MuseScore Café - Ten Years of MuseScore!
Many of you know I do a weekly live video series on YouTube (and if you don't, now you do!). This week is pretty special - we're celebrating the 10th anniversary MuseScore! So in my show, we will take a look back at the incredible impact that MuseScore has had on the music community and on how MuseScore itself has developed and improved over the past decade. I invite you to join us and share your reminiscences in the chat!
The MuseScore Café is live on Wednesday at 12:30 PM Eastern (17:30 GMT). You can check out the archived video later in the MuseScore Café playlist on my YouTube channel.
If this forum and you browser supports it, you may be able watch it live here, but you will need to watch on YouTube if you want to participate in the chat.
Comments
https://musescore.org/it/node/316867
Banzai! (10,000 these days) ;-)
In reply to https://musescore.org/it… by Shoichi
Thanks!
I guess this means that I've been using Musescore for 2/3 of it's existence. That's pretty cool. Congrats on 10 years!
Also, do you guys have a current ETA for Musescore 4? Really looking forward to being able to use Noteperformer in Musescore.
In reply to I guess this means that I've… by L'Moose
Thanks! I don't think there's any definitive word on when the initial MuseScore 4 release will be, but Martin did say it would be this year in his recent video. But, it's also been indicated that not everything would come all at once, so I can't be sure NotePerformer support would be part of that first wave. I guess there are legal as well as technical hurdles.
Funny that I've released my first MuseScore Portable version about 12 years ago.
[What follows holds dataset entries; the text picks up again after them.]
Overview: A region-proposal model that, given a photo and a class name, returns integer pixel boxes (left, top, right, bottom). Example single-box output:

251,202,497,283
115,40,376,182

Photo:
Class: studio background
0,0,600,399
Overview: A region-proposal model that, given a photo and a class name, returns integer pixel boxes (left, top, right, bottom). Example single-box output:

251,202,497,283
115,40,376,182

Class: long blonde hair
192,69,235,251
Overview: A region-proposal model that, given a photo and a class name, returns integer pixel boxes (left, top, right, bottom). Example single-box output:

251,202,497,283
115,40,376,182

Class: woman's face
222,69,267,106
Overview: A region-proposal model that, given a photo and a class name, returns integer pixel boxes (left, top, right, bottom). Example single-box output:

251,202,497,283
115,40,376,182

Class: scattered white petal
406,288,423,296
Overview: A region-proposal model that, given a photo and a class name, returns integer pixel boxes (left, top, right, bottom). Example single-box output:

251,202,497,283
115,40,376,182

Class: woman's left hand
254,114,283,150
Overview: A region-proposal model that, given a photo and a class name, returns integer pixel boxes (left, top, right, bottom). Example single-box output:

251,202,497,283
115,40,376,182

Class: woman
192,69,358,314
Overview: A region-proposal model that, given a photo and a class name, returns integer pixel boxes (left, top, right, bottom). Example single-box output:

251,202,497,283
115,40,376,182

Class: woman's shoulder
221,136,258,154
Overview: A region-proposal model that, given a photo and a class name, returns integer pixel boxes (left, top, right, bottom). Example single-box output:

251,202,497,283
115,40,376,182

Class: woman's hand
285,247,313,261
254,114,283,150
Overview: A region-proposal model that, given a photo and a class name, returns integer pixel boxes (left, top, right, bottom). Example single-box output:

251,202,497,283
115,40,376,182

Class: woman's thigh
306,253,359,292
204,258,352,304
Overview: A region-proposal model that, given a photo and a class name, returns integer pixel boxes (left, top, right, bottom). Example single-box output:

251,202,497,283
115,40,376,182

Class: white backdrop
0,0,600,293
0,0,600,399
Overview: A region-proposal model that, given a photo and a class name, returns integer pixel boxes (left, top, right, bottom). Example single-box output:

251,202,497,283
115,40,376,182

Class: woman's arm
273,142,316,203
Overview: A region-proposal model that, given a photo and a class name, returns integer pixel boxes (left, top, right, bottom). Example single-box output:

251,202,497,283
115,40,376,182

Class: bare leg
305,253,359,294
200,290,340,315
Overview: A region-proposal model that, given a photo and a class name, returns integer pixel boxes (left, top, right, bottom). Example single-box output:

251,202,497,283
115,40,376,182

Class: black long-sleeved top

MuseScore itself should be older, shouldn't it. Or have I invented a time machine?
In reply to Funny that I've released my… by Bart.S
MuseScore 1.0 is 10 years old, see https://musescore.org/en/handbook/developers-handbook/release-notes/rel…
I guess your PortableApps started earlier, at 0.9.5 maybe? Or even 0.9.4? That is the oldest I can find a release note for, https://musescore.org/en/blog/2009/02/06/new-features-musescore-094, indeed 12 years ago
In reply to MuseScore 1.0 is 10 years old by Jojo-Schmitz
You don't start counting at the birth? Ok, I'm 6 years old. ;)
Older release notes:
https://musescore.org/en/blog/2008/01/24/musescore-091
https://musescore.org/en/blog/2008/04/12/musescore-092
https://musescore.org/en/blog/2008/09/21/musescore-093-released
In reply to :)) by Bart.S
We start at birth, but don't count pregnancy ;-)
Thanks for those, added to the developers' handbook
BTW: this here is the very first post (at leaste the lowes node number), the birth of musescore.org, Jul 29, 2008 - 21:39 ?: https://musescore.org/en/node/1/revisions/1/view
The MuseScore program is even older though
In reply to Thanks for those, added to… by Jojo-Schmitz
See https://musescore.org/en/about/release-history
In reply to Funny that I've released my… by Bart.S
Anything before 1.0 in my book doesn't count as a real release, just experimental code put out there for the world to try out :-). There was a very conscious decision in 2011 to acknowledge it had finally matured to the point where it was worth calling 1.0 - a very significant milestone worth celebrating!
But, if you want to count from the actual first line of code published to Sourceforge or use some other metric to track the "birth" of MuseScore, that would go back to around 2002 when Werner split the notation code of MuseE off into a separate program. The first "release" of any kind would be 0.1 in 2005.
EDIT: but, oh wow, looks like you've managed to dig up even older milestones, 0.0.1 etc - nice!
Still, for practical purposes, 1.0 is the most significant single point to choose.